Your child may bite his nails for any number of reasons

  • Curiosity
  • Boredom
  • Stress relief
  • Habit
  • Imitation

Nail-biting is the most common of the so-called “nervous habits,” which include thumb-sucking, nose picking, hair twisting or tugging, and teeth grinding. It’s also the one most likely to continue into adulthood.
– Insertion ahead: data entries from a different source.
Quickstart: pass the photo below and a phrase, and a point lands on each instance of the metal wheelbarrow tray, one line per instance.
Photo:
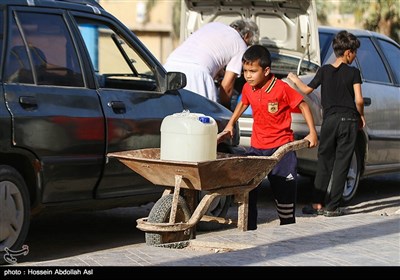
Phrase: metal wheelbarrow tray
(227, 175)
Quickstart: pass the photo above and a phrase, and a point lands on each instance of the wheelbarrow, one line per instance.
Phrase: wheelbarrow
(174, 216)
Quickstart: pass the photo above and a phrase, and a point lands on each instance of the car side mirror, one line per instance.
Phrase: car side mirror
(175, 80)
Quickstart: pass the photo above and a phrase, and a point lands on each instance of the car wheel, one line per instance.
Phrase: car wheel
(353, 178)
(218, 208)
(160, 214)
(14, 210)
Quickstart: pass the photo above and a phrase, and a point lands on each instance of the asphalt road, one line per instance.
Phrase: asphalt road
(69, 234)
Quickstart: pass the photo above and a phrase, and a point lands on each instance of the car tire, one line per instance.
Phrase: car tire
(15, 211)
(160, 213)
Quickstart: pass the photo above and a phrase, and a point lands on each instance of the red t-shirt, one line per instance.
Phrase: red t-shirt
(272, 106)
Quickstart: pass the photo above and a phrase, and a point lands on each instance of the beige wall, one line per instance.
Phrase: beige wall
(156, 32)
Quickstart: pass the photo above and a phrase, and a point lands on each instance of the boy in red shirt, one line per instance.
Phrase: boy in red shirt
(272, 101)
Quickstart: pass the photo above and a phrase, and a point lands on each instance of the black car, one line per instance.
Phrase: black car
(378, 144)
(75, 85)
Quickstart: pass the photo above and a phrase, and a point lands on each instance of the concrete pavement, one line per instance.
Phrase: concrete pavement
(360, 239)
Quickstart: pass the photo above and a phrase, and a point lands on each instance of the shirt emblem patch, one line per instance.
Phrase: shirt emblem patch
(273, 107)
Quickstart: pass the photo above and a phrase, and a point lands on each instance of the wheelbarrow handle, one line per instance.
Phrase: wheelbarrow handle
(291, 146)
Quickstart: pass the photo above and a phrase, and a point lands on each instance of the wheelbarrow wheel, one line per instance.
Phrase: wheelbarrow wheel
(160, 214)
Growing up can make kids anxious, and many of these tensions and pressures are invisible to parents. If your child bites moderately and unconsciously (while watching television, for example), or if he tends to bite in response to specific situations (such as performances or tests), it’s just his way of coping with minor stress and you have nothing to worry about.

How To Stop Nail Biting
1. Cut His/Her Nails Daily

Cutting your child’s nails lessens the surface area under the nails—which means less dirt and grime. Then, if he does bite his nails, there will be fewer bacteria that gets into his mouth. Take good care of the cuticles, too; bacteria that get into the skin surrounding the nail can cause a nasty infection. Keep a small nail file or clippers in your purse or on his own personal key chain. Sometimes, a snagged nail is simply too much to resist.

2. Aloe Vera
  • Aloe Vera is a plant with a very bitter tasting juice. You can grow it at home.
  • If you split open one of the leaves and rub the gel on the fingertips, it will make them taste awful.
  • This will have the same effect as a commercial treatment, however the taste doesn’t last as long on the nails.
  • By the way, aloe vera gel is a wonderful natural treatment for burns, so it is well worth having a plant somewhere in your garden.
3. The Rubber Band Method

A method which often works for older children and teenagers who want to stop biting nails is or them to wear a rubber band loosely around the wrist. Loom band bracelets work well or just a normal rubber band. Remember not to have it too tight, as it can cut of circulation!

  • Simply teach your child to snap the bracelet against the wrist each time nail biting occurs.
  • The idea is that your child will begin to associate nail biting with a little bit of pain, and it will discourage the habit.
  • The rubber band method makes your child personally responsible for controlling his or her habit, and will bring a sense of achievement when the habit is kicked.
4. Self Adhesive Bandages

Placing band aids or similar adhesive strips around the fingertips is another way to prevent fingernails from being bitten.

  • I would recommend starting with just one nail. As that grows, make a point to your child that that is the nail NOT to bite. Then start on a second nail. Eventually you should be able to narrow it down to just one nail being bitten.
  • Place the strip so that the pad is directly over the nail itself, and replace each day.